Resources
Published in
The Santa Monica Star
February 2026
Estate Plan Review
By Lisa C. Alexander, Esq.

Lisa C. Alexander
is an attorney at
Jakle & Alexander, LLP
For further questions, regarding this topic, please contact Lisa at:
(310) 395-6555
An estate plan can be signed, put in the drawer, and never looked at again. 2026 is the year to take your estate plan out of the drawer and give it a good review.
What should be the focus? You can start with locating all your documents.
Next, review all the gifts. Do you still have a relationship with everyone you named? If you made a gift of a specific asset, do you still own it? Do monetary gifts need to be increased to keep up with inflation? A gift intended to cover four years’ college tuition may now only cover a year or two.
Are the ages for distribution to children or grandchildren still appropriate? Will a child be prepared and mature enough to handle a substantial gift at age 18, or 21 or even 25? You may have new concerns about protecting a child from a failed marriage or creditor issues. Or maybe you now want to skip over children and leave to your grandchildren instead.
Naming the right Trustees is important. Are the Trustees older than you and are they still good candidates? If you named children as Co-Trustees, do they get along? If you named children in birth order because you did not want to hurt feelings, is the eldest the best suited? Or maybe you face the common situation of not having anybody to name. You might consider interviewing a few licensed professional fiduciaries as an option.

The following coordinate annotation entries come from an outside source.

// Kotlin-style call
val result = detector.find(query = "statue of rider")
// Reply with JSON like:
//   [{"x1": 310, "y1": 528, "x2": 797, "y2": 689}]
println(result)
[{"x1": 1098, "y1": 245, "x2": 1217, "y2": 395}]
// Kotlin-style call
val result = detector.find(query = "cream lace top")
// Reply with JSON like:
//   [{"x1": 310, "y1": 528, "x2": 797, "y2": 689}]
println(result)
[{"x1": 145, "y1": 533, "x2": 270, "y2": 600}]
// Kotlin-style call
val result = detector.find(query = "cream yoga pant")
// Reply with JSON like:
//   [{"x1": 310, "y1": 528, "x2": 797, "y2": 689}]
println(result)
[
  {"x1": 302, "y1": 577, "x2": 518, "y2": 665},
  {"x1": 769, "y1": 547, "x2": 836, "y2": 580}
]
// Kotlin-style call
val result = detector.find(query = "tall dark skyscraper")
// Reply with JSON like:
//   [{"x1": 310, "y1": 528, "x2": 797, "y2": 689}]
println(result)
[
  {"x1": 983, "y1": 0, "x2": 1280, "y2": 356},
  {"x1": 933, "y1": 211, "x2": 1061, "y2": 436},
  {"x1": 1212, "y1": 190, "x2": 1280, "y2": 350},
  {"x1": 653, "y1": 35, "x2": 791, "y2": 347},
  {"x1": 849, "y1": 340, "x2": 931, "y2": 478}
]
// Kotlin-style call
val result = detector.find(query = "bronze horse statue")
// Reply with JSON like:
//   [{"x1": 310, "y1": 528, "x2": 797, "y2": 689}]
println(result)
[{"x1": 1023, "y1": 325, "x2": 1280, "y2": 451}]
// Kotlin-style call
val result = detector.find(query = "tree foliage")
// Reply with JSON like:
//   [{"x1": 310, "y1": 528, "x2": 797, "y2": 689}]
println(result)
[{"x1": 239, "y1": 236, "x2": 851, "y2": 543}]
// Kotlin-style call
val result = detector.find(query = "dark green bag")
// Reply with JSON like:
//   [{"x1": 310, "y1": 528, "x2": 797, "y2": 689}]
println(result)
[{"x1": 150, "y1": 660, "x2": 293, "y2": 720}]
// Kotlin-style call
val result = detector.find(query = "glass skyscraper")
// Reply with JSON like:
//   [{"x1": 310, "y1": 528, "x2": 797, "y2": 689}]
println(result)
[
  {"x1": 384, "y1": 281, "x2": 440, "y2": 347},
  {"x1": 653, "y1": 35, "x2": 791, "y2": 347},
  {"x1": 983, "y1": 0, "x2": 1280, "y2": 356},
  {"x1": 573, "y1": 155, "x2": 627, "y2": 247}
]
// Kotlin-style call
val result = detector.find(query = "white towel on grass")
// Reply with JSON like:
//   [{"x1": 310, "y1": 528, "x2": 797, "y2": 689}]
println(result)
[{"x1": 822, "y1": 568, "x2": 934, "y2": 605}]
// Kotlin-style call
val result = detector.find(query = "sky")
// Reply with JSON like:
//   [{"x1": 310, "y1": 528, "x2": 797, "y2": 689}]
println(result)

If you are a married couple, does your Trust require division into separate subtrusts when one of you dies? This was the gold standard of estate planning to protect against estate tax when the estate tax exemption was much lower. In the year 2000, the estate tax exemption amount was $650,000. Today it is $15,000,000. Division into separate subtrusts is now less about estate tax planning than personal choice. Is such required division still right for you? If so, there may be options to add flexibility and to protect against capital gains tax consequences.
Finally, there should be an up-to-date schedule of Trust assets (often referred to as “Schedule A”) or at the very least a broad assignment of assets to the Trust. The schedule of assets can be used to avoid probate of an asset that never made it into the Trust if it is listed on the schedule.
You can put it all back in the drawer until next year, but if something needs to be updated, make your estate plan a priority on your “to do” list for 2026.